With so many South Africans abroad, transferring money back to South Africa is a common practice. International money transfer companies have carved a nice niche in this arena, offering exchange rates that, in many cases, beat the banks. So why is it that most South Africans still use banks as their first point of call when transferring money home?
Like most expats on their respective adventures, South Africans transfer money home for many reasons, from paying off a bond to settling personal accounts and investing in overseas business opportunities (lest we forget paying your pops back that R25k you borrowed to head to London in the first place). High-street banks are the de facto point of call for these transfers, occupying the primary spot in the competition for your money. Yet somewhat surprisingly, studies show that the average UK resident pays more than £300 million a year in bank fees and charges for overseas transfers alone.
Up until recently, this has been fairly understandable. One of the biggest reasons why banks have occupied the undisputed top spot in the international remittance arena is because many people have trouble trusting online services of any kind, let alone forex agents. They know that banks have been around for a long time and are highly regulated. By the same token, they’re often unsure how to tell if a website is safe – let alone a company that alleges to offer cheaper exchange rates than your average bank. Compounding this is that a lot of people genuinely believe that banks are the cheapest way to transfer money, when, in truth, bank fees come in all shapes and sizes, from transfer charges and commissions to receiving fees at the destination bank.
It’s not uncommon for a UK bank to charge up to £30 to transfer your funds, while in South Africa you can be charged up to R500 to receive your funds (the good news is that a good forex service provider should only charge you around £10 when you transfer £1,000, removing receiving fees from the equation altogether).
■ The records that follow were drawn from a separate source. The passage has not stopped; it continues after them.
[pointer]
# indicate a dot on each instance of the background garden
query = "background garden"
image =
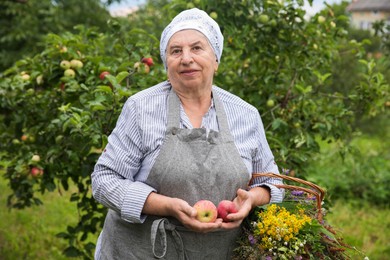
(321, 88)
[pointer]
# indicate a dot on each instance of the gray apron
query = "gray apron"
(192, 165)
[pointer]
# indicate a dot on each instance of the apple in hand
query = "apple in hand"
(225, 207)
(206, 211)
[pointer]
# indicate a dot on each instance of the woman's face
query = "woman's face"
(191, 61)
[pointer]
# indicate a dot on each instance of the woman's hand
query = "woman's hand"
(159, 205)
(186, 214)
(245, 201)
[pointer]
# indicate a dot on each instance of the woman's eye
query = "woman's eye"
(175, 51)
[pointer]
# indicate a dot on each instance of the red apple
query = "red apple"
(36, 172)
(225, 207)
(103, 75)
(148, 61)
(206, 211)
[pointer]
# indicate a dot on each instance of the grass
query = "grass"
(365, 227)
(30, 233)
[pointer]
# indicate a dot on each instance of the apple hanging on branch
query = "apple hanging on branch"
(206, 211)
(36, 171)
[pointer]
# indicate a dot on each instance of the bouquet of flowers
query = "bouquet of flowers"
(294, 229)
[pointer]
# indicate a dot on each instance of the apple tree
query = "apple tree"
(57, 109)
(58, 106)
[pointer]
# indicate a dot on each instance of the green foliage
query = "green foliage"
(271, 53)
(65, 120)
(25, 23)
(363, 171)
So if for instance you were transferring £1,000 to South Africa, the recipient would receive around R16,329.50 if you transferred through a bank, compared to R17,325.00 through a reputable forex provider (once you take the exchange rate and fees into account). For larger transactions – for instance when purchasing property, the saving would obviously be even more substantial.
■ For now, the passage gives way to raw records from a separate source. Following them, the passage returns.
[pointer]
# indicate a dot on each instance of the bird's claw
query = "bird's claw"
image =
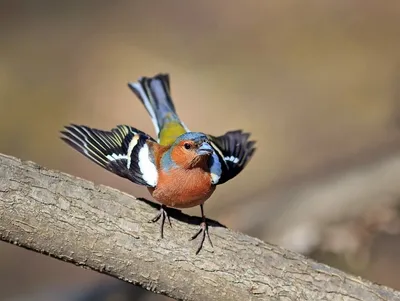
(204, 232)
(163, 214)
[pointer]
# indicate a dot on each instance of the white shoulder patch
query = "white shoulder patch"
(147, 168)
(232, 159)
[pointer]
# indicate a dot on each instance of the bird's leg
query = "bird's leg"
(203, 231)
(162, 214)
High-street banks also tend to set their exchange rates only once or twice a day. In order to cover their bases and ensure maximum profitability, they hike the spreads to allow for volatility throughout the day. Some banks also advertise an interbank exchange rate – the rate at which they trade with one another. This may seem like the ideal rate, but it’s by no means the rate you receive when you transact through them. It is, at best, a representative rate that’s in constant flux and impossible to predict. Whether you choose a bank or a forex service provider, if we can offer you one bit of advice, it’s to make sure the rate you see is locked in, competitive, and represents the actual rate you will receive when you click “transfer”.